Where are you? Not just physically. Where are you spiritually, emotionally, or relationally? Where have you hidden? And why? Who told you that your vulnerability was shameful? That you had to earn love, keep it all together, smile through burnout?


We live in a world of deceptive voices. Some of which are extremely loud, but some very subtle. They sound like influencers, algorithms, even well-meaning friends and family. They whisper: "You're too much. You're not enough. You should be ashamed." And we listen. We reach for the bottle, the vape, the food. We lash out, not because we hate, but because we fear being seen. We hide behind sarcasm, jokes, silence, or the ever-popular "fake it 'til you make it."


When the body speaks what the mind can't

Sometimes the body speaks what the mind can't. We carry pain we don't understand, and it leaks out in ways we can't control. I think of Job: "The night racks my bones, and the pain that gnaws me takes no rest." (Job 30:17) Or the woman who bled for twelve years. She was ritually unclean, unable to touch others, worship, or belong. Her suffering was physical, emotional, and spiritual. And yet, she didn't ask for it to stop. She reached for Jesus, believing He could heal her. And He did.


Her story speaks to anyone whose body has betrayed them—whether through illness, trauma, addiction, or anxiety. To anyone who's been told their suffering is too messy, too long, too complicated. Gabor Maté writes, "The body remembers what the mind forgets." Before we had words, we had sensations. A newborn doesn't ask politely for milk; they cry, they flail. And how the caregiver responds becomes embedded in the child. The body knows what the mind hasn't yet named. It's a marvel I am still trying to wrap my mind around.

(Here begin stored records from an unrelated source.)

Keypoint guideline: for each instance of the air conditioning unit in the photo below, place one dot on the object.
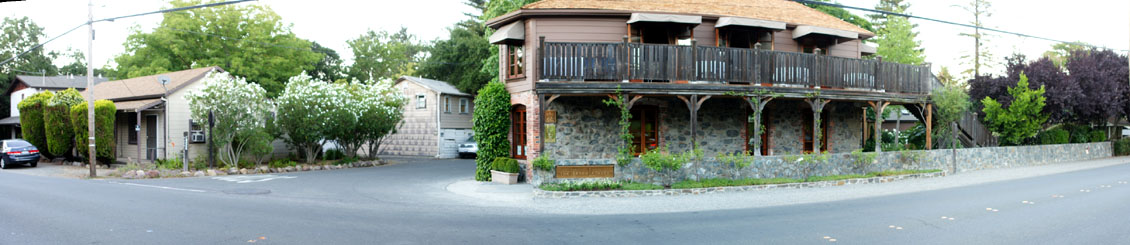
(197, 137)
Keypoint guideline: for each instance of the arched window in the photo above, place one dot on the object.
(518, 132)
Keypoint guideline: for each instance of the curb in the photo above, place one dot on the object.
(538, 193)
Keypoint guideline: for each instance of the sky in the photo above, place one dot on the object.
(331, 23)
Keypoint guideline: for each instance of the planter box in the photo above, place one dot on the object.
(503, 177)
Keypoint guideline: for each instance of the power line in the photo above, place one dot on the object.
(120, 17)
(945, 22)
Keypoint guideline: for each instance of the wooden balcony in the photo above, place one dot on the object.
(726, 66)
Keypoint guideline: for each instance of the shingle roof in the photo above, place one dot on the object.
(779, 10)
(148, 87)
(58, 81)
(434, 85)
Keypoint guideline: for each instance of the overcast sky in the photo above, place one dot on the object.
(331, 23)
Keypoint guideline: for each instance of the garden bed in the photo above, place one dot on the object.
(712, 185)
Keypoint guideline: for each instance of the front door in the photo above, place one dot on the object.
(150, 137)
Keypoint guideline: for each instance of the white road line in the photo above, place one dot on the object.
(165, 187)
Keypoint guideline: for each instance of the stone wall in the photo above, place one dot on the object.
(776, 166)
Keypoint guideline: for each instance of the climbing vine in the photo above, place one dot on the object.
(624, 155)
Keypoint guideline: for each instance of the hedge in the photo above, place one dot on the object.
(104, 128)
(490, 123)
(57, 125)
(31, 120)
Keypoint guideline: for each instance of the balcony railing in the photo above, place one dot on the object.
(652, 62)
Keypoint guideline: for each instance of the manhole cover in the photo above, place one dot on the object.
(248, 191)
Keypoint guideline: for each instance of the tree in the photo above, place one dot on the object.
(302, 114)
(1022, 119)
(1102, 78)
(981, 55)
(329, 68)
(104, 129)
(240, 108)
(490, 123)
(60, 134)
(384, 55)
(249, 41)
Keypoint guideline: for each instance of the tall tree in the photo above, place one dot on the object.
(980, 58)
(250, 41)
(384, 55)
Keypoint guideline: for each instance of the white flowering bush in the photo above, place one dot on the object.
(240, 107)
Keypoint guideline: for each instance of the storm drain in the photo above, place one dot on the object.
(248, 191)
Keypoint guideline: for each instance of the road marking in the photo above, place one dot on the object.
(251, 178)
(158, 186)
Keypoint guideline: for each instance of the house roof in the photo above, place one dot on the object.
(148, 87)
(434, 85)
(57, 81)
(776, 10)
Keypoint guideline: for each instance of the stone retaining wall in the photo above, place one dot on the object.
(776, 166)
(623, 193)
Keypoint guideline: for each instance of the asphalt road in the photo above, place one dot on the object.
(407, 203)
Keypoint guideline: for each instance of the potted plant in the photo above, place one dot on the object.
(504, 171)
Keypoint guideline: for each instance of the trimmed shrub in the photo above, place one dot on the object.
(490, 123)
(1054, 137)
(31, 120)
(505, 164)
(103, 127)
(1097, 136)
(57, 123)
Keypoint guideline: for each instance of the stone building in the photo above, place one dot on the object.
(693, 72)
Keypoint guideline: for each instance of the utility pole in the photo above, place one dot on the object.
(89, 88)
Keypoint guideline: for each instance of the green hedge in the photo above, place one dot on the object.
(104, 129)
(1053, 137)
(31, 120)
(505, 164)
(57, 123)
(490, 123)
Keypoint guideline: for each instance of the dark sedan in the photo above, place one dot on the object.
(18, 151)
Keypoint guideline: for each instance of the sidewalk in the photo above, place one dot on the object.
(521, 195)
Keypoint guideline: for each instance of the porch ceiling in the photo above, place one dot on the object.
(662, 88)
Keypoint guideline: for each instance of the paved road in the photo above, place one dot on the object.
(408, 203)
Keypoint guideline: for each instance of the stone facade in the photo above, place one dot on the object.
(783, 166)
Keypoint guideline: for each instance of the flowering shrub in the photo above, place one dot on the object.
(240, 108)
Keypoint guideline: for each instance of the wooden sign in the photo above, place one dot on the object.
(550, 116)
(585, 172)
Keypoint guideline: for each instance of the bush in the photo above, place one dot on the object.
(1121, 147)
(332, 155)
(31, 120)
(504, 164)
(104, 129)
(490, 124)
(544, 163)
(1054, 137)
(1097, 136)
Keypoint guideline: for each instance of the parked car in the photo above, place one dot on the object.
(468, 149)
(18, 151)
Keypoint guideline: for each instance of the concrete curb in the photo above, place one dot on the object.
(538, 193)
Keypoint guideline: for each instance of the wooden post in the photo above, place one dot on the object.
(817, 105)
(878, 106)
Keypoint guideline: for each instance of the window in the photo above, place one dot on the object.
(644, 129)
(514, 66)
(446, 104)
(518, 132)
(463, 105)
(132, 122)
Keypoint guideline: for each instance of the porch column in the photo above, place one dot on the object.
(757, 103)
(878, 106)
(817, 105)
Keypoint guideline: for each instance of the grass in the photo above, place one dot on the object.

Thinking about stepping into this new ecclesiastical year, maybe it isn't asking us to be strong. Maybe it's asking us to be soft. To be found. To be held. Healing doesn't begin with hiding; it begins with honesty. With reaching. With letting someone see the parts of us we've been taught to cover. To see us naked.


Vulnerability, as Brené Brown reminds us, is not weakness. It is the birthplace of connection, of healing, and of faith. Shame cannot survive being spoken aloud. When we choose to show up, messy, unfinished, and unsure as we are, we make space for grace.


Faith, then, is not just belief. It's trust. It's saying, "I don't have all the answers, but I'm still reaching for Christ." It's letting ourselves be seen by God and by one another.

"O Lord, you have searched me and known me... Where can I go from your Spirit? If I ascend to heaven, you are there. If I make my bed in the depths, you are there." (Psalm 139:1, 7-8)


You are not hidden. You are not forgotten. You are not too much or not enough. God sees you, messy, unfinished, unsure, and He stays. Let yourself be found. Let yourself be held. Let yourself be healed. As we begin this ecclesiastical new year, let's not "fake it 'til we make it." Let's say yes like Panayia. Let's answer the question "Where are you?" with courage, honesty, and hope.